002話 「第六王女に転生したっ!」

転生してあと三日で十年になる、この世界の文化にも慣れて来た。


未だに言葉使いは治らないけどね☆


豪華なシャンデリアが何個も連なり、そしてとにかく豪華な装飾がしてある長い廊下。そして女性のメイドが運ぶリズムある食器の音が心地良く響く。


「「「おはようございます、ルシア様!」」」


「あ……うん、おはよう。」


目の前にいた女性のメイドが俺に深々と頭を下げるとすぐに自分の仕事に戻る。忙しいだろうと「一々頭下げなくても良いよ」と言ったのだが「「「メイドとしてそのような無礼は出来ません!」」」と返されてしまった。本人が言ってるんだから良いと思うが、そう言うものなのかもしれない。

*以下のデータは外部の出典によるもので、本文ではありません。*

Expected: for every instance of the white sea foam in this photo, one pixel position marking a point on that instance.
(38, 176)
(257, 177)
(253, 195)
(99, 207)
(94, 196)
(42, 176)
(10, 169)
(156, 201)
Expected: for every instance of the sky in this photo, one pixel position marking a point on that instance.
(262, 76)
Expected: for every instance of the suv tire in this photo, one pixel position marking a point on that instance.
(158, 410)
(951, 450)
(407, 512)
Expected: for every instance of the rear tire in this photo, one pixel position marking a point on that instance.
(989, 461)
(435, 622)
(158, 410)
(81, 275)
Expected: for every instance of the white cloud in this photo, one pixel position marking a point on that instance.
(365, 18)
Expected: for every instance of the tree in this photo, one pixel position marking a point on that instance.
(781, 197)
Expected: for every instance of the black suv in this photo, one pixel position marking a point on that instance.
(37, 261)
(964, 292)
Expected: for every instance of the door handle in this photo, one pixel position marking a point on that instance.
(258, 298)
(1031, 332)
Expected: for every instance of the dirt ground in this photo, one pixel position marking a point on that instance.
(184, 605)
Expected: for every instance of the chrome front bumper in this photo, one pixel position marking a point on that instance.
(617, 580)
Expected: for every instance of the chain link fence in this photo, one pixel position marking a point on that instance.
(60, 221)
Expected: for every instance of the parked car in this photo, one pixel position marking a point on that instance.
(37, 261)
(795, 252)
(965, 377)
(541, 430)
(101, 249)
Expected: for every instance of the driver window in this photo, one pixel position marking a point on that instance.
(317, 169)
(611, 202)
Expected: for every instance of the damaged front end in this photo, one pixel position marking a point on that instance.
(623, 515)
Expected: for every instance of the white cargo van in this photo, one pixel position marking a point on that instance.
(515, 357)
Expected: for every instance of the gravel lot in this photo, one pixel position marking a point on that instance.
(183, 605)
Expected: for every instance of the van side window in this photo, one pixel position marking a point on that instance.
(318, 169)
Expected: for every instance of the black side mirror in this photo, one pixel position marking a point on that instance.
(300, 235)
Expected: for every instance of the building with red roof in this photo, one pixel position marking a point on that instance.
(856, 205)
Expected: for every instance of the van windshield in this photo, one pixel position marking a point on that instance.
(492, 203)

窓を開けると鳥のさえずり、緑の香りが廊下に広がる。ここの窓の外には大きな庭があり目の前には大きな噴水がある。

少し風が吹くと綺麗な白髪の髪がなびいた。


とは言っても歩く際とても邪魔なので短く切っているが。


「る、ルシア様ぁー!」


とても心地の良い空間に突如として俺を追ってくる一人の女性の姿が見える。

彼女は俺の教育係を担当しているメイドのレイさん。明るい蒼色の髪をしたとても明るい女性である。

面倒見がとても良く、懸命に俺のために働いてくれているのだが、そこが少し残念なところでもあって


「はっ、そんなに俺の事をパーティーに出席させたいか!」


するとまた言葉が荒い! と注意される。男として二十二年、女としてもこの言葉を使い続けて十年、合計三十二年はそうそう変えられるもんじゃない。


「いえ、ルシア様がどう言おうとこのパーティーの参加は絶対ですっ! どこに主役がいないパーティーがあるんですかっ!」


するとレイさんが俺の服の袖を掴んでどこかへ向かおうとする。


「うわっ、ちょっと転ぶっ!?」


するとパッっと離し、「申し訳ありません!」とペコペコ頭を下げ始めた。

うーん、しょうがない。


「わかった! パーティーは参加しよう」


「本当ですかっ!?」


しかし一つ、譲れないことがある。


「だがフリフリの付いたドレスは着ない! あれを着るぐらいならまだ全裸で行った方がマシぐらいになっ!」


ドレスを着ることに抵抗はないがフリフリ満載まんさいのあれはダメだ。流石に心の中の男のプライドに傷が付く。


「そうですね、うーん。それじゃあシンプルなデザインのドレスにしましょう!」


「シンプルなデザイン……フリフリは付いてないよな?」


「ええ、もちろんです!」


シンプルなデザインなら心の中の男のプライドも守られるはず。


今更感があるがパーティーとは俺の十歳の誕生日を祝う日であり、基本的にデカいパーティーは五歳、十歳、十五歳と五年ずつで行われる。なぜだかは分からんが五は縁起のいい数字らしい。


まあ、俺の場合は毎年毎年家族で祝うのだが問題はパーティーの規模だった。それはもう、あちこちから人を呼んでそりゃあ主役である俺はとりあえず疲れる。それが五歳の頃の記憶だった。


さらに着せられた服も問題だった。

フリフリがたくさん付いたピンク色の服だったんだ。

もうあれでどれだけプライドに傷が付いたか……


今回はシンプルなデザインにすると言っているし大丈夫だろう。と言うかあと数日でドレスを作れるのだろうか。


まあ、気にしても意味がないのでさっさと朝食を取って———


「ルシアァ様ぁあ! このレイムンドがルシア様に相応のドレスを持ってきましたゾォ“おお!!」


嫌な声のする方向を見ると廊下の角から曲がってくる変 態レイムンドが見えた。キラキラと金髪をなびかせながらこちらに向かってきている。


両手には大量のドレスが抱えられていた。


「ちょ、周りの人が迷惑そうですよ。レイムンドさん!」


「はぁ。はぁ。それは失礼」


レイさんの注意を聞きながらネクタイを整えている。この変態は俺の教育係兼護衛でもあるのだが少し癖が強くことある毎にレイさんに注意を受けているのだ。


変態の抱えているドレスに目を向ける。


「おい変態、その両手に抱えているフリフリドレスはなんだ?」


俺はそう言いながらフリフリ満載のゴスロリドレスに指を向ける。


「まさか、俺に着ろとか言わないよな?」


「ええ! もちろんでスゥオボェ“!! ガハァ!」


俺は魔力をただ単にぶっ放した魔力弾を変態に撃った。